Eccolo qui, forse, uno degli aspetti inquietanti della cosiddetta convergenza fra gli aspetti digitali del commercio e il suo contesto fisico tradizionale. Si è discusso negli anni recenti di come la tendenza ad allargare i contenitori commerciali, a decontestualizzarli rispetto alla città tradizionale, cancellasse e banalizzasse l’idea di spazio pubblico. La digitalizzazione apparentemente potrebbe fare molto per contribuire a superare l’idea del grande negozio pervasivo e ipnotizzante, del consumo indotto dall’immersione totale in un ambiente creato ad hoc (è questa l’idea di partenza del mall «introverso» di Victor Gruen in tutte le versioni antiche e moderne). Ma non va dimenticato cosa sia successo negli anni recenti con il ritorno della grande distribuzione verso la città e il suo tessuto complesso: quartieri apparentemente restaurati o ricostruiti secondo criteri urbanistici del tutto normali, ma che in un modo o nell’altro si rivelano poi gated retail communities per scelte architettoniche, concessioni sulla sicurezza da parte delle città, sottili accorgimenti organizzativi. Con gli strumenti digitali questa tendenza può amplificarsi all’infinito, includendo ed escludendo dallo spazio reale e virtuale a seconda di criteri a dir poco antidemocratici, o subliminali.

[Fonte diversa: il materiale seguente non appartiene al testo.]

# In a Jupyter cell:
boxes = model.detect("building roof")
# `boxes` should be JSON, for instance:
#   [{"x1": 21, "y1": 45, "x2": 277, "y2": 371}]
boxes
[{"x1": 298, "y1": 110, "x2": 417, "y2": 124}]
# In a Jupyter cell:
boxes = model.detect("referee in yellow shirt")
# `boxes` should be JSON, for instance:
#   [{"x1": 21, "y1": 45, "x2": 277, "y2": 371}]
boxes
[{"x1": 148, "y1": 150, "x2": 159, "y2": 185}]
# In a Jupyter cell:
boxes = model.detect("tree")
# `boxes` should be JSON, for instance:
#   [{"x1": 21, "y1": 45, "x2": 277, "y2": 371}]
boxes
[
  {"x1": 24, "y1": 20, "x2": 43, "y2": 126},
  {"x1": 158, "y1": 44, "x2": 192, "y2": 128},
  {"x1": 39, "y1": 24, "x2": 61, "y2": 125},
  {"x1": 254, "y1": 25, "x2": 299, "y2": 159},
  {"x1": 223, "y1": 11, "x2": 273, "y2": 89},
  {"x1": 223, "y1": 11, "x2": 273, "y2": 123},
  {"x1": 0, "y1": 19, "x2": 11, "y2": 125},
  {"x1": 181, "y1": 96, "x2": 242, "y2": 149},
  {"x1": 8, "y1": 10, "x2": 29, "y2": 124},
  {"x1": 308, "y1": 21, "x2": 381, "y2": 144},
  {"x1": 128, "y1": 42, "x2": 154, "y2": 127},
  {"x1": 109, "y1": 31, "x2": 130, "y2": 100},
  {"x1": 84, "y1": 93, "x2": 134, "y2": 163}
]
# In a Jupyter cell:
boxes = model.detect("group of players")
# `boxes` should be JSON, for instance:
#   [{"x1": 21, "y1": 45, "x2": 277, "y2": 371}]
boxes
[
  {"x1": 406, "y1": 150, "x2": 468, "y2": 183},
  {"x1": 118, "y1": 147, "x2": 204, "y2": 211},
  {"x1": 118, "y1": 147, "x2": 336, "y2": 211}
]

In pratica, la trasformazione dello spazio fisico urbano, mentre noi stavamo come allocchi a contemplare lo schermo col listino prezzi e il modello tridimensionale per raggiungere il ristorante etnico, potrebbe far diventare intere sezioni della metropoli una specie di fortezza a ingresso (e uscita) controllato con criteri militari. Potrebbe anche tradursi in questo, la convergenza dei due aspetti, almeno se si lascia solo al mercato l’iniziativa di riflettere sul tema. Esiste qualche idea, o ideale, di spazio pubblico digitale convergente con lo spazio fisico della via, della piazza, del luogo di relazione? Una città social-network dove al click «Mi Piace » possa corrispondere o aggiungersi anche una pacca sulla spalla? E chi può e deve garantire questo contrappeso al monopolio possibile degli operatori provati e dei loro interessi? Questioni aperte, ovviamente, ma che meritano un pochino di attenzione in più di quanta non glie ne venga dedicata ora. Non facciamo come gli scrittori di fantascienza di serie C! Quantomeno proviamoci, a dedurre e ipotizzare scenari che tengano conto della complessità: certo secondo la legge di Sturgeon poi escogiteremo un 90% e oltre di sciocchezze, ma provarci, quando riguarda la qualità della nostra esistenza, vale sempre la pena.